Hakan Bulut, sevilen YouTube kanalı Bi' Başka'da, rol aldığı tiyatro oyunu İyi Kötü Çirkin'in kadrosundan Amerika'ya taşındığı için ayrılan Erdem Baş'ı da eleştirdi: Atmış olduğu video ters bir etki yarattı. Bence bencilceydi. Bizi yaraladı. Oyunumuza devam ediyorduk ama seyirci sosyal medyada oyun afişlerimizin altına "İnsanları kandırıyorlar. Erdem Baş Amerika'ya gitti. Nasıl oynayacaklar?" diye yorumlar yapmaya başladı. Ne demek nasıl oynayacağız? 137 oyun oynamışız. Erdem gitti diye oyunu mu bırakacağız?
"İlk dizi projem kültleşti"
Seksenler, uzun soluklu bir iş. Butik Ali karakteriyle bütünleştin artık. Böyle uzun soluklu bir işte yer almanın avantajları dezavantajları nelerdir bir oyuncu olarak değerlendirirsen?
10 sezon boyunca Seksenler'de rol aldım. Artık sonuna geldik. Final yaptı dizimiz. Acısıyla, tatlısıyla uzun bir zaman dilimi geçirdim orada. Bu arada Seksenler, benim dizi olarak yaptığım ilk proje. O anlamda da çok önemli benim için. Düşünsenize, ilk dizi projeniz kült bir dizi haline geliyor ve 10 sezon boyunca devam ediyor. Nice insanlar büyüyor, evleniyor, gidenler, vefat edenler oluyor. Bu yüzden bu 10 yıllık sürecin içerisinden kopmak benim için zor olacak. Oluyor da. Öte yandan seyirci Butik Ali'yi çok sevdi. Sokakta da Butik Ali diye çağırılıyorum. İkonik bir karakterim oldu. Ne mutlu bana. Dezavantajı da yok benim için.
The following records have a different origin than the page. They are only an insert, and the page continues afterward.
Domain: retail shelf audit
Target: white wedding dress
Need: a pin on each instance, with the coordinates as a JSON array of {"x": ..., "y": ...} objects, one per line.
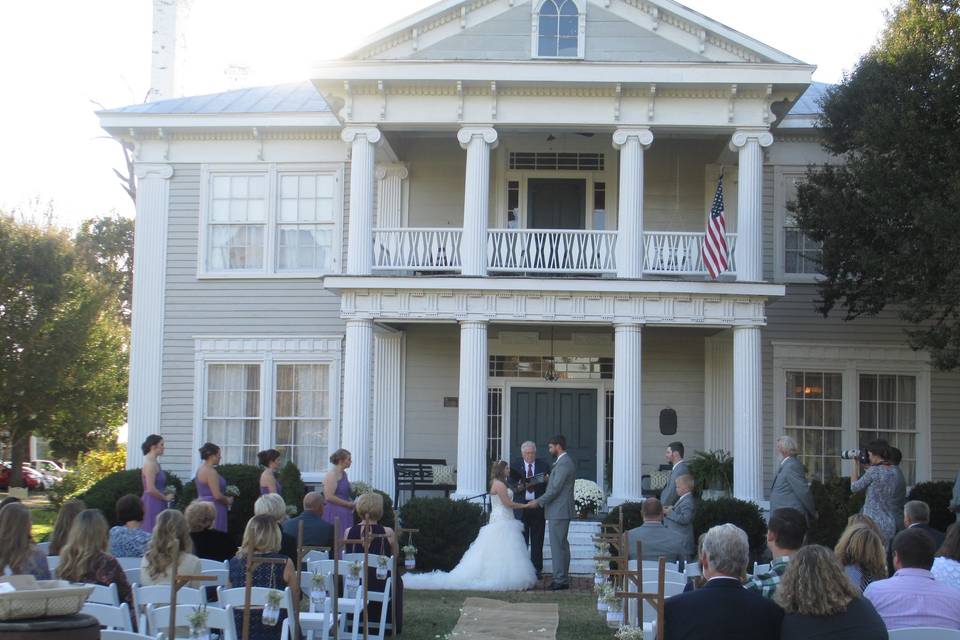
[{"x": 498, "y": 560}]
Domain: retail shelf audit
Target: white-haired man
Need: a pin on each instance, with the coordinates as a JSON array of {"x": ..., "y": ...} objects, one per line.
[{"x": 790, "y": 489}]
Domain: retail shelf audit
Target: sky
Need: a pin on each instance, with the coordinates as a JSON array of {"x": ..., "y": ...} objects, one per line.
[{"x": 61, "y": 59}]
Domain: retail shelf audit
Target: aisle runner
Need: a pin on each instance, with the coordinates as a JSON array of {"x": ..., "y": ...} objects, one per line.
[{"x": 483, "y": 619}]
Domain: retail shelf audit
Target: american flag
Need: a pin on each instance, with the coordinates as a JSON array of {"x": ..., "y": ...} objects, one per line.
[{"x": 715, "y": 243}]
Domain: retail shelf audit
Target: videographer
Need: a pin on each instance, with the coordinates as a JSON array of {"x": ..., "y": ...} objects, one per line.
[{"x": 881, "y": 482}]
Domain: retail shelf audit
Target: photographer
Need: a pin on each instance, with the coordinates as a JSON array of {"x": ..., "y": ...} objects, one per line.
[{"x": 881, "y": 481}]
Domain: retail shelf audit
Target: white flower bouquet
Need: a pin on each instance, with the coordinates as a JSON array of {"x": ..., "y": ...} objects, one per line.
[{"x": 587, "y": 497}]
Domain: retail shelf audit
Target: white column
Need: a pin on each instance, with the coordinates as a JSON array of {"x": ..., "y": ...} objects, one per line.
[
  {"x": 478, "y": 141},
  {"x": 358, "y": 395},
  {"x": 747, "y": 407},
  {"x": 749, "y": 212},
  {"x": 472, "y": 410},
  {"x": 387, "y": 406},
  {"x": 363, "y": 142},
  {"x": 627, "y": 414},
  {"x": 631, "y": 142},
  {"x": 149, "y": 277}
]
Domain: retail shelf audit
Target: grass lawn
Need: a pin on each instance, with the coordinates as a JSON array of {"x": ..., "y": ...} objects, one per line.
[{"x": 428, "y": 614}]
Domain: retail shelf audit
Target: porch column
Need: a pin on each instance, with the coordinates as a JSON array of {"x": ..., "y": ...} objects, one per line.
[
  {"x": 749, "y": 214},
  {"x": 478, "y": 141},
  {"x": 472, "y": 410},
  {"x": 363, "y": 142},
  {"x": 627, "y": 414},
  {"x": 358, "y": 395},
  {"x": 748, "y": 416},
  {"x": 149, "y": 269},
  {"x": 631, "y": 142}
]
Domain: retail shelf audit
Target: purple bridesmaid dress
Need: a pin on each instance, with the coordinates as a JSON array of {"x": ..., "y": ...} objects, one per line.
[{"x": 152, "y": 506}]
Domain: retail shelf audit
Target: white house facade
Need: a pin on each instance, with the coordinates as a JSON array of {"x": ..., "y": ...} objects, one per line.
[{"x": 484, "y": 226}]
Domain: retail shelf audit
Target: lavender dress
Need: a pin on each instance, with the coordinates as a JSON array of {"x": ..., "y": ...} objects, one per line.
[
  {"x": 333, "y": 511},
  {"x": 203, "y": 492},
  {"x": 152, "y": 506}
]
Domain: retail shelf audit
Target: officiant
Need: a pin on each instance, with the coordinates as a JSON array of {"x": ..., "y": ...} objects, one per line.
[{"x": 528, "y": 477}]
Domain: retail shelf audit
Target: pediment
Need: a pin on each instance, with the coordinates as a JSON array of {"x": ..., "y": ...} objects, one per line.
[{"x": 612, "y": 30}]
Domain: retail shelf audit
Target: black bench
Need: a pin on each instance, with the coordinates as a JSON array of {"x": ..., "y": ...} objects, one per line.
[{"x": 410, "y": 474}]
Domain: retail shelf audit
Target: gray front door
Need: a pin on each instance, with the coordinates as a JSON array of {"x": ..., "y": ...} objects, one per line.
[{"x": 538, "y": 413}]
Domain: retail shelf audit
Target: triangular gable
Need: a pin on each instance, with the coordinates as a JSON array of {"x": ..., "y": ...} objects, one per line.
[{"x": 616, "y": 31}]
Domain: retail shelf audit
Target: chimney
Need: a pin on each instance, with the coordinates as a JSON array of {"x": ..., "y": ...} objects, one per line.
[{"x": 168, "y": 49}]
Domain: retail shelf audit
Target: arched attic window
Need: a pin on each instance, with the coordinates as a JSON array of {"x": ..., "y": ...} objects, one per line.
[{"x": 557, "y": 29}]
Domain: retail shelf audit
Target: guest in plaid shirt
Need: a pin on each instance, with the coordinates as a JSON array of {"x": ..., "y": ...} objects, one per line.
[{"x": 785, "y": 534}]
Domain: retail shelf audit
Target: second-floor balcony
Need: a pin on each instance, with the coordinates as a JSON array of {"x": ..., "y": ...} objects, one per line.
[{"x": 426, "y": 251}]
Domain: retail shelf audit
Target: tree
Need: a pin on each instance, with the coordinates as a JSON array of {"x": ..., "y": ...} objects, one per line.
[
  {"x": 888, "y": 214},
  {"x": 63, "y": 361}
]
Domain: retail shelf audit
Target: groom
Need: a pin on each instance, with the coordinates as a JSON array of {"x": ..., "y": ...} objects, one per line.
[{"x": 557, "y": 503}]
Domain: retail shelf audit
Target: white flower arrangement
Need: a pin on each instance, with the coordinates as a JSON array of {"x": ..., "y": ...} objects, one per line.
[{"x": 587, "y": 496}]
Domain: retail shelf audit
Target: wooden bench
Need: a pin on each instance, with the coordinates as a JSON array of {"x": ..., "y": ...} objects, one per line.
[{"x": 410, "y": 474}]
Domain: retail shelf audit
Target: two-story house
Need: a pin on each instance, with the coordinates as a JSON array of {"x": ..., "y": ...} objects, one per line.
[{"x": 485, "y": 225}]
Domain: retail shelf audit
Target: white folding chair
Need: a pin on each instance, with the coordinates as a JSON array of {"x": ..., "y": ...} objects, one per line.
[{"x": 109, "y": 616}]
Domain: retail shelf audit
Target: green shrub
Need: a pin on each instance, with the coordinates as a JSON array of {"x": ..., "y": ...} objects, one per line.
[
  {"x": 105, "y": 492},
  {"x": 938, "y": 496},
  {"x": 446, "y": 529}
]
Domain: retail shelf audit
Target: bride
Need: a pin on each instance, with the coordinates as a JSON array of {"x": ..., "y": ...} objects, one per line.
[{"x": 497, "y": 560}]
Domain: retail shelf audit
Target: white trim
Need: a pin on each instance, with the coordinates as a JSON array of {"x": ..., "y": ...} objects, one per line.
[
  {"x": 267, "y": 352},
  {"x": 851, "y": 361}
]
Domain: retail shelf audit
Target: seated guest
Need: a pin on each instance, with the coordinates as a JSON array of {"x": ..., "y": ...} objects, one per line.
[
  {"x": 317, "y": 532},
  {"x": 785, "y": 534},
  {"x": 860, "y": 552},
  {"x": 912, "y": 598},
  {"x": 127, "y": 539},
  {"x": 84, "y": 557},
  {"x": 820, "y": 603},
  {"x": 18, "y": 554},
  {"x": 655, "y": 539},
  {"x": 722, "y": 609},
  {"x": 208, "y": 542},
  {"x": 946, "y": 566},
  {"x": 170, "y": 538},
  {"x": 679, "y": 517}
]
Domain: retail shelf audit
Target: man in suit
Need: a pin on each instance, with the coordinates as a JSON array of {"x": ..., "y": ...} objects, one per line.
[
  {"x": 790, "y": 489},
  {"x": 679, "y": 517},
  {"x": 654, "y": 537},
  {"x": 557, "y": 503},
  {"x": 534, "y": 524},
  {"x": 674, "y": 456},
  {"x": 722, "y": 609}
]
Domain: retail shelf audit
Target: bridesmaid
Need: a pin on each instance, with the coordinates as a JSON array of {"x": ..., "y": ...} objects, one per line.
[
  {"x": 336, "y": 490},
  {"x": 211, "y": 486},
  {"x": 270, "y": 461},
  {"x": 154, "y": 482}
]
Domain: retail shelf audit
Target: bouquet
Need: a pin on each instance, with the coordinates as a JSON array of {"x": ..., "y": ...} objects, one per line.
[{"x": 587, "y": 497}]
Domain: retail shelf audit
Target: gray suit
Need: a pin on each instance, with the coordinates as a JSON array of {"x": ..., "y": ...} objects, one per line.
[
  {"x": 669, "y": 494},
  {"x": 656, "y": 540},
  {"x": 790, "y": 488},
  {"x": 680, "y": 521},
  {"x": 557, "y": 503}
]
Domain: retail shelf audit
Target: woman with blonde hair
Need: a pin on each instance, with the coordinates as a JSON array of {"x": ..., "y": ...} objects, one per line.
[
  {"x": 18, "y": 554},
  {"x": 820, "y": 603},
  {"x": 85, "y": 559},
  {"x": 171, "y": 538},
  {"x": 860, "y": 552}
]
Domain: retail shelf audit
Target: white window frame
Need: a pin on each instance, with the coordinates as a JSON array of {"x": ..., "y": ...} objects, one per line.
[
  {"x": 272, "y": 172},
  {"x": 851, "y": 361},
  {"x": 268, "y": 352},
  {"x": 535, "y": 31}
]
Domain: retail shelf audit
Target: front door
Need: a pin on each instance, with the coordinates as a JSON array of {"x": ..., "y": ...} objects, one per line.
[{"x": 536, "y": 414}]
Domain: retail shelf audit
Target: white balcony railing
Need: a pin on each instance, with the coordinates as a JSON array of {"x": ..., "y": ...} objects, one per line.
[
  {"x": 681, "y": 253},
  {"x": 551, "y": 251},
  {"x": 417, "y": 248}
]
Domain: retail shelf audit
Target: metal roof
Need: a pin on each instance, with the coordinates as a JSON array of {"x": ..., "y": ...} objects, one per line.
[{"x": 294, "y": 97}]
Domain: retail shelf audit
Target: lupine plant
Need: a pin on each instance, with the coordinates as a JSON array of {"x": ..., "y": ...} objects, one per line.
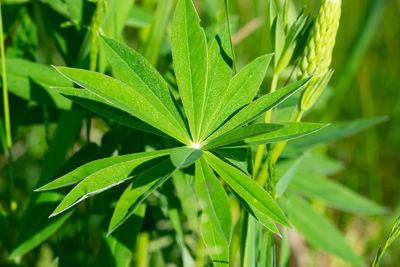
[{"x": 194, "y": 149}]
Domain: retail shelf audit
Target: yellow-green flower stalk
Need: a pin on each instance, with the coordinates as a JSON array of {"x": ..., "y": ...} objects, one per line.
[
  {"x": 318, "y": 53},
  {"x": 316, "y": 60}
]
"Seksenler ekibiyle kopamıyoruz"
Peki, Seksenler sana ne kattı?
Her şeyden önce alışkanlık kattı. 7 sezon boyunca haftada 1, son 3 sezonda da haftanın her günü yayındaydı yeni bölümlerimiz. Biz 1 hafta içerisinde 5 bölüm çekiyorduk. Haftanın her günü çalışıyorduk. Bu tempoya adapte etti beni. Öte yandan tüm ekip aile gibi olduk. Tüm arkadaşlarımız eşimiz dostumuz oldu. Gidenlerimiz olunca yakınımız gitti gibi üzüldük. Evlenen oldu, çocuğu olan oldu. Onlara kardeşimizmiş gibi sevindik. Bu alışkanlıklardan kurtulabilmek kolay olmayacak. Hala birbirimizle iletişim halindeyiz. "Bir yerlerde toplanıp bir şeyler mi yesek" diyoruz. Kopamıyoruz. Çok büyük ustalarla da çalıştım bu projede. Ustaların sahne disiplinlerini, oyunculuğa bakış açılarını, davranışlarını yakından gözlemleyebilme şansım oldu.
"Rasim Öztekin, bizim yaşımıza inebilen biriydi"
Dediğiniz gibi Rasim Öztekin, Kemal Kuruçay gibi usta isimlerle birlikte çalıştınız. Bu iki önemli ismi kaybettik bir süre önce. Bu isimler hakkında neler söylemek istersin? Unutamadığın anılarınız vardır elbet.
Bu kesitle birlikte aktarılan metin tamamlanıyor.